A single bout of aerobic or resistance exercise can result in discernible increases in peripherally circulating BDNF (which is also a myokine), both in healthy older adults and those exhibiting cognitive decline(48–50). Studies of both voluntary and forced wheel running in rodents have found that aerobic exercise is effective in upregulating hippocampal BDNF, tropomyosin receptor kinase B (TrkB, a BDNF receptor) and VEGF concentrations(44, 51–53). Additionally, high-intensity exercise, which induces lactic acid build-up, appears to be most effective at stimulating VEGF hippocampal expression and angiogenesis(53). PA-induced increases in neurotrophic concentrations and the resulting neurogenesis can promote cognitive improvements and increases in hippocampal volume in humans(54). Moreover, serum IGF-1 concentration is promoted by resistance exercise, likely as a result of its anabolic action and role in muscle growth(55, 56).

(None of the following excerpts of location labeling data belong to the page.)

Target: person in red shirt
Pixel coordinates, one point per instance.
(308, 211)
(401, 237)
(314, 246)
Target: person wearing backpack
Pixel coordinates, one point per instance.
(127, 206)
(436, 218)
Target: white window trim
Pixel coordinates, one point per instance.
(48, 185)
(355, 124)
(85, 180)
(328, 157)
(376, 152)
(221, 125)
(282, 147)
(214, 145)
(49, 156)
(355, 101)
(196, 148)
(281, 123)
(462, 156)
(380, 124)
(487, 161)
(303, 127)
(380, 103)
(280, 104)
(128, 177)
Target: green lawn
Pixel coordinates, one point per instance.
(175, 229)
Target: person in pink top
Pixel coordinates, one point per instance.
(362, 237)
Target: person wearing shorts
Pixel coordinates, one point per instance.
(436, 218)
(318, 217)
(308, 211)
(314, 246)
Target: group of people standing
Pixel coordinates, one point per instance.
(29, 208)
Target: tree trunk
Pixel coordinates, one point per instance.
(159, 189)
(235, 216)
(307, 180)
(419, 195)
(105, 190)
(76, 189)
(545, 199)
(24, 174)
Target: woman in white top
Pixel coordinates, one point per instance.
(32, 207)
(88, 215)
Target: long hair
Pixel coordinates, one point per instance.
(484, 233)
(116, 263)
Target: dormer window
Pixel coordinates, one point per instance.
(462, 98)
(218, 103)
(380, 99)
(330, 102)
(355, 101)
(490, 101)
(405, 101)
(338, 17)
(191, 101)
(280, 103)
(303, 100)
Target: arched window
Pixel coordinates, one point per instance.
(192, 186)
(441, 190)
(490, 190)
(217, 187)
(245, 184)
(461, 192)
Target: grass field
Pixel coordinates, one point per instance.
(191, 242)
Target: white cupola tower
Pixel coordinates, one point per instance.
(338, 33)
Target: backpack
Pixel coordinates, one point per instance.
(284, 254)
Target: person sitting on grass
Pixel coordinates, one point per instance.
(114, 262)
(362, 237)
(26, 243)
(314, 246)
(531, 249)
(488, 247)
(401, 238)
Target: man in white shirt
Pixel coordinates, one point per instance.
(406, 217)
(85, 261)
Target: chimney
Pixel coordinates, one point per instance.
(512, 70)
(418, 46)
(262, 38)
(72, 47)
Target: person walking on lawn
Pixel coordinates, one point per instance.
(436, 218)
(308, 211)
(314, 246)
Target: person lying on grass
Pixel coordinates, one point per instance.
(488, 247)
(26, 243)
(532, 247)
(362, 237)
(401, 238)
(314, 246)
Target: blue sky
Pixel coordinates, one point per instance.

The presence or absence of the APOE ε4 allele may play a key role in neurotrophic response to PA and exercise. Serum BDNF levels are lower in APOE ε4 AD participants compared to both non-APOE ε4 carriers diagnosed with AD and cognitively normal older adults(57, 58). Further, low serum BDNF could serve as a predictor of conversion from mild cognitive impairment (MCI) to AD in APOE ε4 carriers(59). The variations in BDNF secretion as a function of APOE status could occur via multiple pathways, including the direct inhibition of astrocytic expression of BDNF in ε4 carriers(60) and/or epigenetic repression of BDNF expression in neurons(60). Similarly, Keeney and colleagues(61) reported a novel association between APOE genotype and IGF-1, where transgenic mice modified to carry the human APOE ε4 allele had reduced cortical IGF-1 protein and hippocampal IGF-1 mRNA, compared to mice carrying the APOE ε2 allele. There was little difference in IGF-1 gene expression between ε4 and ε3 mice(61). Additionally, APOE ε4 transgenic mice had a reduced concentration of hippocampal VEGF compared to APOE ε3 animals(62).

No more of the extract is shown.